Berry was determined to solve this problem, and wound up creating a whole new instrument. To get the electric sound Berry had always imagined, “I cut the mbira in half,” he says, “and sent one side out through a guitar amp, and another side out to the bass amp. I had to go back and redesign the mbira, as it was too tinny and live and make all the keys twice the thickness, or more. I needed a deader sound.” The way innovators like Les Paul rethought the acoustic guitar, Berry completely revamped the mbira.

Berry found new ways to work with his fellow musicians. Instead of crafting all the parts and acting as frontman and bandleader, he and Diarrassouba collaborated. Diarrassouba’s approach—which ranges from driving and groove-oriented to delicate and subtle—complemented the sound of the new mbira and could follow its shifting rhythmic expressions. “Abou’s put a lot of traditional African drum rhythms on the kit,” notes Berry. “It’s comparable to what I did with the mbira. It works so well with what I was doing. It pulled me out of old realms.”

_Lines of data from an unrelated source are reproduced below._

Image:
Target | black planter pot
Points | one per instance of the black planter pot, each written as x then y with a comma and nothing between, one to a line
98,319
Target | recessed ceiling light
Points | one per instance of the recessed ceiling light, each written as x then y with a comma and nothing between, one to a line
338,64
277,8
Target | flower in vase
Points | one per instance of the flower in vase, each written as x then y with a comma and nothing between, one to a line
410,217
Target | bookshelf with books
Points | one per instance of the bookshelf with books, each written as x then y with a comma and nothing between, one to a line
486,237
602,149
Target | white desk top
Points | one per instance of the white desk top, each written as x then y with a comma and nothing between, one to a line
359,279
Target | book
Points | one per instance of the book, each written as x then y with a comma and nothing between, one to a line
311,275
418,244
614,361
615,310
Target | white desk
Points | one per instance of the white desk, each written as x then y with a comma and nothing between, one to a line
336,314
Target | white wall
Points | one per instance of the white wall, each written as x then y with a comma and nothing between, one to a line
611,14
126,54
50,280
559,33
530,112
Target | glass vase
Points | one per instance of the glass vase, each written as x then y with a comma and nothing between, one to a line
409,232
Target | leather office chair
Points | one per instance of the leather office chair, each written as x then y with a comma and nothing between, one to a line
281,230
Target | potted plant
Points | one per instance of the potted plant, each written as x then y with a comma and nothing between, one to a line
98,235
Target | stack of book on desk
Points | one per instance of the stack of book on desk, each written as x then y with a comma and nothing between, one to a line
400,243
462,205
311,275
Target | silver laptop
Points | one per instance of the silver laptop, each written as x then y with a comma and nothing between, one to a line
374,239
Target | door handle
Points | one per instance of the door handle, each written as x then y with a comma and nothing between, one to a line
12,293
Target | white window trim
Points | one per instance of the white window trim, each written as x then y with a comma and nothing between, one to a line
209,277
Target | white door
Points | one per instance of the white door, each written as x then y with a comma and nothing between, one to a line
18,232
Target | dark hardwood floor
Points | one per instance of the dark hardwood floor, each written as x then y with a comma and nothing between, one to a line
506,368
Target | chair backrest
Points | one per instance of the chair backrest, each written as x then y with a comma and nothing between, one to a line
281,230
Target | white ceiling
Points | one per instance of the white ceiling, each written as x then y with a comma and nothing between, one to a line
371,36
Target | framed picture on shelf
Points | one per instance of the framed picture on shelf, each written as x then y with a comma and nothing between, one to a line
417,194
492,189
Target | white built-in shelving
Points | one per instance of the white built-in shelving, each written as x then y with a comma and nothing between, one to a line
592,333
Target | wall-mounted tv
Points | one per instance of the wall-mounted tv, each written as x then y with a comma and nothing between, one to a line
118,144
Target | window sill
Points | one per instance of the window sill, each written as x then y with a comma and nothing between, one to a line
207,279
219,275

The sound proved perfect for Berry’s new songs, dancing between the polished, warm songwriting of a James Taylor or Paul Simon and the hard and edgy buzz and rumble of a Konono No 1. The shift was guided by a fellow dedicated student and explorer of African music, and forward-thinking producer and documentarian Aja Salvatore of Kanaga System Krush. Salvatore, who much like Berry spent a decade traveling, absorbing, and documenting African musical expression, first heard Berry play electric at a club show and couldn’t believe his ears. He encouraged the mbira master to go for it, urging him to embrace the more minimal, yet far richer direction, part of KSK’s distinctive, gritty yet melodic sound.

To augment this more stripped down approach, the musicians and producer customized a variety of rich effects, widening the possibilities of the instrument. Drawing on proverbs and sayings that have stuck with Chris, songs like “Shadow of the Whip” and “U” speak to oppression, poverty, empowerment, and humanity’s arbitrary divisions, yet from deep, often introspective places.

Berry’s lyrics have deep traditional roots as well: “Samauhay” is a greeting often used during rituals, where it's believed people communicate with spirits. Berry has taken these traditions, absorbed them wholeheartedly, while tempering them with his own sense of himself as an artist, as a musician who resides in Brooklyn and yet is comfortable homesteading off the grid in Hawaii, as well as engaging with traditional torchbearers.

Berry has found himself returning to the roots that shaped him for ten years in Africa, whether he was spending time learning from masters in remote Zimbabwean villages or singing with the Bayaka. “I’m getting to get back to some of traditional sound that guided my music for so long,” says Berry. “You can do a ceremony with just one mbira, now that it’s electrified. It’s changed my writing style and expression. It’s just me and the instrument, but it’s all there, with just four fingers and my voice.”

"Having spent six years with legendary electric guitarist, Zani Diabate of the Super Djata Band, I was already a big fan of the fusion between traditional African music and electric soundscape,” explains Salvatore. "When I saw the intent behind Chris' new project and instrument I fell like I could rise to the challenge of helping him craft his artistic vision and get it out to the world."